SIGIRANNUS-CYRAN LEUR FONDATEUR
Au VIIe siècle, un seigneur nommé Flaocate introduisit Sigirannus, fils de Sigélaicus, à la cour du roi Clotaire II (584-629), où il fut échanson du roi.
Sigélaicus, qui fut évêque de Tours de 619 à 622, voulut alors marier son fils à la fille du riche seigneur Adoald ; mais Sigirannus résista, bien décidé à se faire homme d'église.
A la mort de son père, en 622, il alla à Tours sous l'évêque Léobald (622-625), puis sous l'évêque Modégisile (625-638).
Modégisile le fit entrer dans son clergé et lui donna la charge d'archidiacre.
Comme il dilapidait ses biens en faveur des pauvres, on l'accusa de folie et Etienne, le comte de Tours, le fit mettre en prison.
Après sa libération, il fit le pèlerinage de Rome avec l'évêque irlandais Falvius.
A son retour, il retrouva Flaocate (devenu maire du palais pour le royaume de Bourgogne)
Dagobert Ier, le roi des Francs (629-639), qui s'adonnait à la chasse dans la région de la Brenne, lui donna deux terres, l'une sur le territoire actuel de Saint-Michel-en-Brenne, l'autre sur le territoire de l'actuel Méobecq.
Sur ces terres, après la mort du roi, Sigirannus fonda deux monastères : Longoret vers 632 et Méobecq vers 642.
Sigirannus (Sigiran-Cyran) mourut vers 657.
Six siècles plus tard, en 1269, Jean de Sully, archevêque de Bourges) authentifia ses reliques sous le nom de saint Cyran, dans l'église Saint-Cyran du Blanc (aujourd'hui désaffectée). L'année suivante, le même Jean de Sully offrit quelques reliques aux moines du monastère.
SAINT-MICHEL-EN-BRENNE
En 987, l'abbaye de Saint-Cyran-en-Brenne a été attaquée par des seigneurs poitevins, qui furent chassés par Hugues Capet.

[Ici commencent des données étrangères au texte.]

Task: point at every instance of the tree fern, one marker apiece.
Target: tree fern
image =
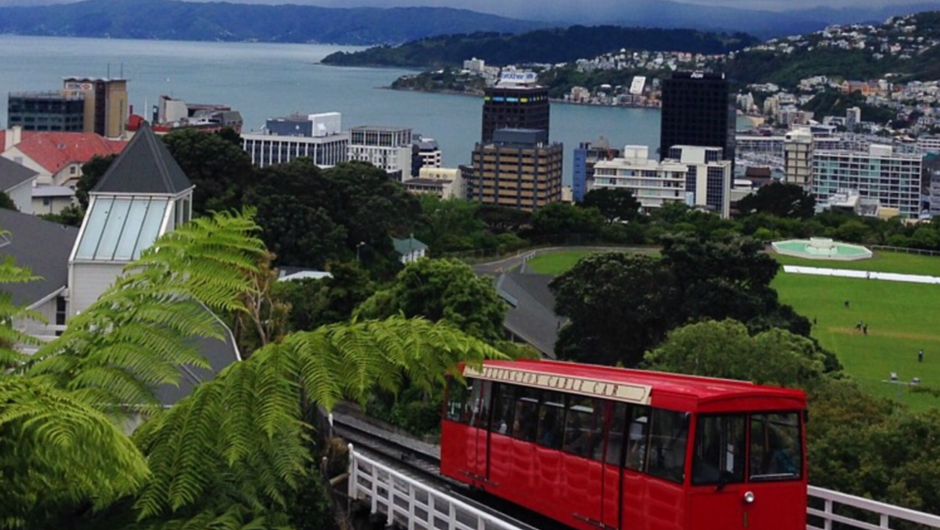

Au XIe siècle, une église abbatiale y a été construite.
L'abbaye acquit peu à peu de nombreux biens sur la paroisse de Saint-Michel et la paroisse de Lingé. Au XVIIe siècle, elle comptait seize métairies et dix borderies, plus des prés, des étangs, des vignes et des bois. Sept prieurés en dépendaient.
Au XVIIe siècle, un de ses abbés a été Jean Duvergier de Hauranne, appelé depuis "Saint-Cyran", qui introduisit en France le "jansénisme". En effet Duvergier de Hauranne pensait que Dieu l'avait choisi, avec son ami Jansenius, pour réformer l'Église. Il alla à Poitiers où l'évêque du lieu, Chasteigner de La Roche-Posay, lui donna un canonicat et le prieuré de Bonneville, puis plus tard, en 1620, résigna en sa faveur l'abbaye de Saint-Cyran-en-Brenne. Le nouveau prélat commendataire résida peu dans son abbaye. Entre-temps, en juin 1618, il avait été ordonné prêtre. En 1622, il revint définitivement à Paris, bien décidé à faire triompher les thèses du "jansénisme". Oracle des cercles dévots parisiens, il fut appelé, en 1634, à prêcher aux religieuses de Port-Royal, ce qui lui permit d'exercer une profonde influence sur le couvent, surtout par l'intermédiaire de la grande réformatrice de Port-Royal, mère Geneviève Le Tardif. En 1638, Richelieu, alors tout-puissant, réussit à le faire emprisonner à Vincennes, lors d'une grande opération qu'il mena contre les dévots hostiles à sa politique européenne (les religieuses de Port-Royal, les "Messieurs", l'Oratoire, leurs amis à la Cour…).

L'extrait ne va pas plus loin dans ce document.